Quote

    I sit on top of a boulder
    the stream is icy cold
    quiet joys hold a special
       charm
    bare cliffs in the fog
       enchant
    this is such a restful place
    the sun goes down
      and tree shadows sprawl
    I watch the ground
      of my mind
    and a lotus comes out
       of the mud
    The Collected Songs
      of Cold Mountain

Compassion

October 6th, 2006 by jack

From Transformations in Consciousness by Franklin Wolfe

The new sacred content of consciousness radically affects the reality evaluation without altering the photographic image of the sensible world. The consequences that follow are enormously important, though they are of such a subtle nature that they do not readily lend themselves to description. For instance, one knows the universe to be the best possible world, and everything is as it should be, despite all the seeming disharmony and barbarism. It is Realized that the out-of-joint world is an effect of an incomplete consciousness – the kind of product one receives by the collaboration of conception and perception when the introceptive function is not awakened. The latter is like the reverse side of an embroidered cloth where the effect is chaotic and there are many loose threads. However, on the other side we have a perfectly orderly design. One one side it seems that mere chance accounts for the pattern and that humankind lives in a alien world that has no inner sympathy with our purposes and yearnings, while the other side reveals a perfect order in complete sympathetic rapport with the deepest human yearnings and aspirations. In the sacred world, one is at home and nothing feels strange. There is no need of melioration. There is no problem of making a better world, since that which is, already is the best that possible could be.

The practical moral problem is completely transformed. It is not oriented to meliorating conditions or improving the world, but to the awakening of a sleeping human consciousness.

Taoist Yan Chu

I would not sacrifice one single hair of my head to save the whole human race.

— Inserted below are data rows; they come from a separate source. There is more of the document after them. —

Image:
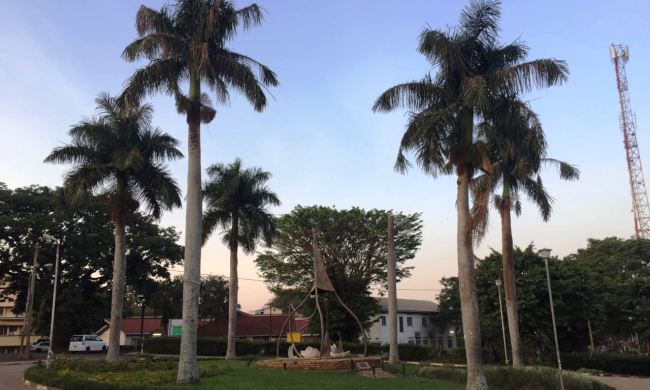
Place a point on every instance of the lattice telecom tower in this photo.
(640, 206)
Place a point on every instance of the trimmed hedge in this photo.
(216, 346)
(527, 378)
(611, 363)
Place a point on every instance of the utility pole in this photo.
(546, 254)
(503, 328)
(50, 352)
(627, 120)
(27, 326)
(393, 355)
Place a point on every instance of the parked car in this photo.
(40, 346)
(86, 343)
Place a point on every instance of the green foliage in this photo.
(86, 235)
(237, 201)
(619, 274)
(123, 374)
(119, 155)
(611, 363)
(353, 248)
(237, 374)
(216, 346)
(168, 40)
(528, 378)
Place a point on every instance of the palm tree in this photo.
(517, 148)
(237, 201)
(188, 42)
(119, 155)
(472, 68)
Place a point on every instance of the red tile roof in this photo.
(132, 325)
(249, 325)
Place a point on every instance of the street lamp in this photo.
(546, 254)
(503, 328)
(50, 353)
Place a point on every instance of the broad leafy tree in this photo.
(237, 204)
(121, 157)
(188, 42)
(472, 67)
(353, 246)
(517, 147)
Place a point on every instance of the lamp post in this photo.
(546, 254)
(503, 328)
(50, 353)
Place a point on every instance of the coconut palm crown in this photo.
(517, 147)
(472, 70)
(237, 201)
(187, 42)
(121, 157)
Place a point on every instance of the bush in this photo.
(143, 374)
(527, 378)
(611, 363)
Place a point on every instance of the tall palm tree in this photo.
(472, 68)
(517, 146)
(188, 42)
(119, 155)
(237, 201)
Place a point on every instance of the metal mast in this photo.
(640, 207)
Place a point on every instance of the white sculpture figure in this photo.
(293, 352)
(336, 354)
(310, 353)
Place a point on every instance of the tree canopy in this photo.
(86, 234)
(353, 247)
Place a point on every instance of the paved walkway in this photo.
(625, 382)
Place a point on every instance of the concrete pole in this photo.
(503, 328)
(50, 353)
(27, 330)
(557, 347)
(393, 355)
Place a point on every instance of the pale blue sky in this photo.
(318, 136)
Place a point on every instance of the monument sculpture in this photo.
(322, 285)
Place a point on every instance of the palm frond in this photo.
(415, 95)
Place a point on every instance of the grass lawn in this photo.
(222, 375)
(241, 377)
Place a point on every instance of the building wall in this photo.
(414, 330)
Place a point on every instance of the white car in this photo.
(86, 343)
(40, 346)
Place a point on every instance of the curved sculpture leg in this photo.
(277, 349)
(320, 315)
(363, 332)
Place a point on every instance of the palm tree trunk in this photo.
(188, 370)
(117, 296)
(393, 355)
(233, 287)
(467, 287)
(509, 283)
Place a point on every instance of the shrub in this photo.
(612, 363)
(526, 378)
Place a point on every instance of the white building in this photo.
(415, 325)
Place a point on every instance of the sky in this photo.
(319, 137)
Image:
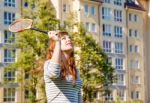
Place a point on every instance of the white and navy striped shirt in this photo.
(58, 90)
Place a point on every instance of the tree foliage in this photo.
(33, 46)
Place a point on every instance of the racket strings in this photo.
(20, 25)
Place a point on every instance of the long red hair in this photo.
(70, 62)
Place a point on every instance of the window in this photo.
(64, 7)
(86, 9)
(121, 94)
(118, 15)
(10, 3)
(135, 95)
(9, 95)
(106, 1)
(118, 2)
(9, 75)
(135, 17)
(130, 17)
(134, 64)
(9, 37)
(93, 10)
(135, 79)
(93, 28)
(107, 46)
(26, 4)
(9, 55)
(8, 17)
(136, 49)
(130, 32)
(131, 48)
(133, 33)
(109, 60)
(109, 97)
(118, 48)
(118, 32)
(106, 30)
(106, 13)
(87, 26)
(120, 79)
(26, 94)
(119, 63)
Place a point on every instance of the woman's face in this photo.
(66, 43)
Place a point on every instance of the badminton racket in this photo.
(23, 24)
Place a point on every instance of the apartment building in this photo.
(121, 27)
(9, 11)
(118, 26)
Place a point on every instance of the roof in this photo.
(97, 1)
(134, 5)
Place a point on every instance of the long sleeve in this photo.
(51, 70)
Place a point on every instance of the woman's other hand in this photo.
(53, 35)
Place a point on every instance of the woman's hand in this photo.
(53, 35)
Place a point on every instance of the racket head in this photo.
(20, 25)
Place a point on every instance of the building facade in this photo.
(9, 11)
(119, 27)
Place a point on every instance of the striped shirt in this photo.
(58, 90)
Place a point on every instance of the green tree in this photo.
(97, 74)
(33, 46)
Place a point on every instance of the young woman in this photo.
(62, 79)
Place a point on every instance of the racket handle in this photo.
(42, 31)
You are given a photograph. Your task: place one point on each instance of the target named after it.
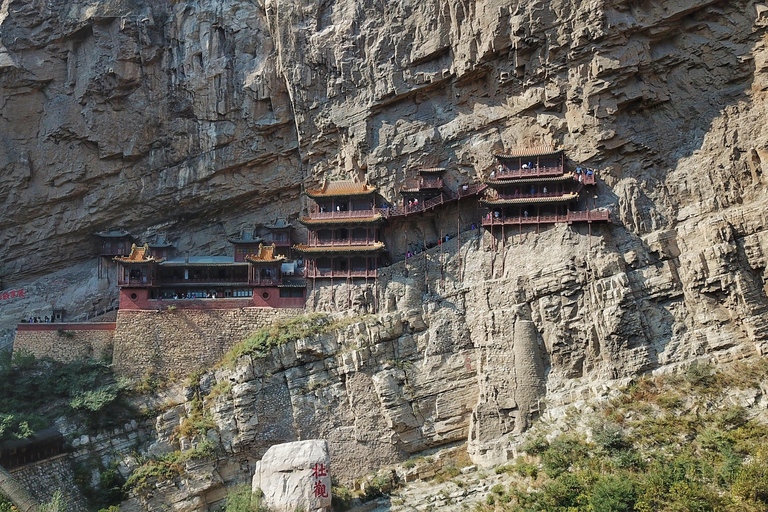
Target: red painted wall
(142, 302)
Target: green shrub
(613, 493)
(609, 438)
(241, 499)
(562, 453)
(752, 481)
(700, 375)
(527, 469)
(535, 446)
(341, 498)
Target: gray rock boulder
(295, 476)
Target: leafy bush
(35, 391)
(752, 481)
(167, 467)
(613, 493)
(241, 499)
(262, 341)
(562, 453)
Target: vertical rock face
(295, 476)
(199, 116)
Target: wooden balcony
(266, 281)
(536, 172)
(347, 242)
(423, 183)
(142, 282)
(571, 217)
(349, 214)
(201, 281)
(326, 272)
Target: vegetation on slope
(261, 342)
(33, 392)
(677, 443)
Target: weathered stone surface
(295, 476)
(198, 117)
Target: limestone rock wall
(175, 343)
(197, 117)
(66, 342)
(44, 479)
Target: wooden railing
(136, 282)
(266, 281)
(589, 216)
(571, 216)
(537, 195)
(339, 273)
(538, 172)
(349, 214)
(208, 281)
(347, 242)
(423, 183)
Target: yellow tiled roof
(343, 220)
(531, 200)
(138, 254)
(542, 150)
(309, 249)
(514, 181)
(341, 188)
(266, 254)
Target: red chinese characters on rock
(13, 294)
(320, 490)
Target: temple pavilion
(206, 282)
(112, 242)
(246, 242)
(532, 186)
(427, 185)
(343, 231)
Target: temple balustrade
(326, 272)
(571, 216)
(317, 214)
(423, 182)
(536, 172)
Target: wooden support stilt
(458, 244)
(441, 257)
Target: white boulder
(295, 476)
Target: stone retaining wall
(65, 342)
(46, 477)
(176, 343)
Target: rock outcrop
(295, 476)
(197, 117)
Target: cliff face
(198, 117)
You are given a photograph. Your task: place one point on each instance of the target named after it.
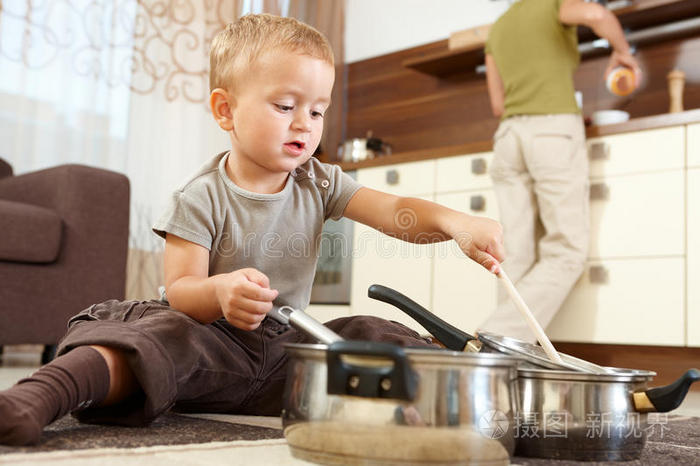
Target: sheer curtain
(123, 85)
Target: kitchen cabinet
(463, 172)
(632, 290)
(638, 215)
(637, 152)
(693, 265)
(378, 258)
(638, 286)
(326, 312)
(693, 145)
(464, 293)
(625, 301)
(405, 179)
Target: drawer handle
(477, 203)
(392, 177)
(478, 166)
(599, 275)
(600, 192)
(599, 151)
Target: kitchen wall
(375, 28)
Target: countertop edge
(636, 124)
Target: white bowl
(609, 117)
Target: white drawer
(694, 257)
(637, 152)
(464, 292)
(693, 145)
(463, 172)
(638, 215)
(629, 301)
(405, 179)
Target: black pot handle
(666, 398)
(449, 335)
(397, 381)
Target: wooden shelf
(637, 15)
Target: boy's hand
(245, 297)
(481, 239)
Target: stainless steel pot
(377, 403)
(591, 417)
(593, 413)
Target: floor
(21, 364)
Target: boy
(230, 234)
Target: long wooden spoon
(530, 318)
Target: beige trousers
(540, 176)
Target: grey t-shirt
(277, 234)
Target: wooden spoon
(530, 318)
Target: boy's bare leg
(122, 382)
(85, 376)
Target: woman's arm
(494, 84)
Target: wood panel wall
(414, 111)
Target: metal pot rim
(419, 356)
(615, 374)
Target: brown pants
(191, 367)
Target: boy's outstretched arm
(243, 296)
(419, 221)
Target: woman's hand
(627, 60)
(245, 297)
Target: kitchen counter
(636, 124)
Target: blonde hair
(235, 48)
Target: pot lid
(536, 355)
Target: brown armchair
(63, 246)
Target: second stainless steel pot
(566, 414)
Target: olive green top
(536, 56)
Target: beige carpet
(243, 452)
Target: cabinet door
(638, 152)
(694, 257)
(403, 266)
(404, 179)
(626, 301)
(464, 293)
(638, 215)
(326, 312)
(693, 146)
(463, 172)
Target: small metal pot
(592, 414)
(590, 417)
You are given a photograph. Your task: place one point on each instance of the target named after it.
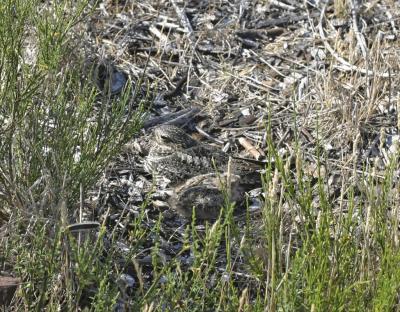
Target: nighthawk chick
(208, 194)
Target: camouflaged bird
(196, 172)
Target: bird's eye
(167, 139)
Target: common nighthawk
(197, 172)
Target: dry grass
(318, 96)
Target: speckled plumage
(195, 172)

Anonymous Taoist (via The Tao is Silent)

Whichever the way the wind blows,
Whichever the way the world goes,
Is perfectly all right with me.

From Voltaire’s Dr. Pangloss in Candide

(Gottfried Leibniz who theorized that everything in the world was determined by fate, also theorized that God, having the ability to pick from an infinite number of worlds, chose this world, and thus it was “the best of all possible worlds,” though unfortunately for mankind it was a world containing evil. Voltaire’s Dr. Pangloss, the optimistic tutor of the protagonist Candide, despite overwhelming personal experience to the contrary, never swerves from his naive assertion below. At the book’s end, manual labor in a happy endeavor quells this and other philosophical speculation.)

All is for the best in the best of all possible worlds.

All of the above leave me as a Western American Buddhist with my head confused. The notion that the world is screwed up and needs to be fixed is a deep seated belief in Western social activism. Indeed, in concert with Voltaire, those championing the belief that “the world is OK the way it is” usually demonstrate either marked panglossian blindness and naiveness or a selfish callousness toward the plight of others.

Perhaps at a very profound level everything is OK as it is. Just acknowledging the possibility of that viewpoint brings critical perspective that alleviates frustration as one works diligently and sometimes futilely to improve the lot of all beings; anxious effort to improve the world has only brought mankind untold misery. But the pernicious rationalization of selfishness and indifference toward others, particularly those others one is actively harming, as somehow the wonderful will of God seems close to the incarnation of evil itself. As an example, under the spell of this delusion, parents have refused available corrective medical attention for their children’s deformities because they were unwilling to interfere with the “wonderful will of God” expressed in their child’s disability and chronic suffering. And some naive Christians have judged both catastrophes like Katrina and the Iraqi civilians who have died because of our war on them to be the wonderful hand of God’s justice in play.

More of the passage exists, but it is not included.